Tests conducted
A quantitative analysis was done of the location algorithm to determine which parts of the algorithm had the greatest impact on its performance. Five different variations were tried: best, code, stop, population1, and population2. Best ignores choosing a weighted best region for location, and instead merely takes the city with the highest score. Code ignores any country or state code in the URL when determining the location. Stop does not use the stopword list that was experimentally developed through use of the algorithm that filters out many common words present in html that are actually cities. Population1 builds the city list out of every city in the index (every city in most of Europe, all of US) without a minimum population threshold. Population2 builds the same city list, but instead uses a minimum population threshold of 500,000. These are both in contrast to a standard minimum population threshold of 5,000 used in that standard Camoogle localization algorithm.
Results
The tests were conducted by running each of the algorithms over the same webcam results and comparing the locations determined to a list of hand labeled data. This data set contained 142 different webcams.
The results for the most current version implemented in Camoogle are shown as well for reference; it misclassifies 36 webcams, for an accuracy of about 75%. Both the best and the code algorithms lose a great deal of accuracy by throwing away a large amount of information. The presence of a state or country code in the URL is often a major clue as to where the webcam is located, and the presence of multiple cities names are often a good clue as to which state the city being referred to is actually in.

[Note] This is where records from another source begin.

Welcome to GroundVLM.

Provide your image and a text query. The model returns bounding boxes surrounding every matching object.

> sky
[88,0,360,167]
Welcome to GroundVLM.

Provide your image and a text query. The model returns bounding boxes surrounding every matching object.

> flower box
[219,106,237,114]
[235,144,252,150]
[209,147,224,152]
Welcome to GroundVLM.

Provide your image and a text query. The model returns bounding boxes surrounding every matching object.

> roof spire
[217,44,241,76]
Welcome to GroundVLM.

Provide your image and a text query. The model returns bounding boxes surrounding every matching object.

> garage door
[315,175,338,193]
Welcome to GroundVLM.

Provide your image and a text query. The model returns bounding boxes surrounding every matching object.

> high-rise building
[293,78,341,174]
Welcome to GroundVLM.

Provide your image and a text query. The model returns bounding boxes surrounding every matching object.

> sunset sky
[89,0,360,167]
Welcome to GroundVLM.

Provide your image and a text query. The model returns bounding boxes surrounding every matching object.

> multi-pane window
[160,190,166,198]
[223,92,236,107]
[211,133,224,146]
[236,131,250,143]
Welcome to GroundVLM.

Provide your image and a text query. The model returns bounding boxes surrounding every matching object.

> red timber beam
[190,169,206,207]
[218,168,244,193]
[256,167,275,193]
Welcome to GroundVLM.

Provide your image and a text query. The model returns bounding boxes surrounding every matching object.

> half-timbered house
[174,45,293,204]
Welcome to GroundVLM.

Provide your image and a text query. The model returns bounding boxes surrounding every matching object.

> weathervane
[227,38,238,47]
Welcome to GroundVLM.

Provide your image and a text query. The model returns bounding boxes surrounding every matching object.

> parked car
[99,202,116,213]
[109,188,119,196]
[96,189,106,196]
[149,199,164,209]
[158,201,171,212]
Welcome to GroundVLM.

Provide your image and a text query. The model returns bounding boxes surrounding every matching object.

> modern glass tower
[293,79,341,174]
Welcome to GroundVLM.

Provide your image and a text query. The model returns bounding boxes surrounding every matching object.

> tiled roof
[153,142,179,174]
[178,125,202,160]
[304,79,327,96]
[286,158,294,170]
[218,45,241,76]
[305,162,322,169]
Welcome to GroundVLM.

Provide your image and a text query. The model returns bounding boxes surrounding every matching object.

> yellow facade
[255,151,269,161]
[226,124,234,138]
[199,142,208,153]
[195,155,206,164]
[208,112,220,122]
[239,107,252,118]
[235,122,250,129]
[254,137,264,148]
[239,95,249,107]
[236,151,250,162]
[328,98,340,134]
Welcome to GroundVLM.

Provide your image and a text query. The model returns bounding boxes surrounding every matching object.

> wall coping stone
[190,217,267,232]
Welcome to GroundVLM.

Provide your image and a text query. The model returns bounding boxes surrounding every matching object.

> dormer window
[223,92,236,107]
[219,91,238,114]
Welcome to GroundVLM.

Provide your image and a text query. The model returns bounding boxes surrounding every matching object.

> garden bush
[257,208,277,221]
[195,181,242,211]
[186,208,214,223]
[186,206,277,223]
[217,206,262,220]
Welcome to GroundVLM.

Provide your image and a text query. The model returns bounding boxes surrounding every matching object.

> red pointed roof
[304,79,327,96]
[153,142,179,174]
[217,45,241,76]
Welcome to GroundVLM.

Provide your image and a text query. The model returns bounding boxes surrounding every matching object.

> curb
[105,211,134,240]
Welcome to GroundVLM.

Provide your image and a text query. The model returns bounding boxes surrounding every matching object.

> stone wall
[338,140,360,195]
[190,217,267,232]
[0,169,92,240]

The stop run is closer to achieving the same results as the Camoogle run, but for obvious reasons it chooses many cities that to a user are rather unlikely such as Image, Washington. The population1 run is also fairly close, but it starts to fail in the same way as the stop run, only it is choosing city names that are not yet in the stopword list. It would be possible to add all of these names to the stopword list, but it is quite likely that the distribution of those city names follows a tail heavy distribution and hence would be ineffectual to label them by hand. Instead it might be better to use a machine learning approach involving a dictionary as most words in the stop list are common nouns.
Population2 actually achieves a better accuracy in this comparison, but is not the ideal algorithm. By setting a minimum population of 500,000 the algorithm can localize to a city far less often than the standard algorithm, instead merely settling on a region. While in doing so it achieves a much higher accuracy, about 85%, this loss of information is considered to be undesirable. Theoretically a balance between accuracy and information loss could be determined through many iterations of this testing process, but it would be much more interesting to instead develop a stronger system for creating city/region hypothesis for the various webcams. The current system merely weights cities, then weights the regions from the city weights and chooses the best city that lies within the chosen region. While workable this is clearly not the best possible system.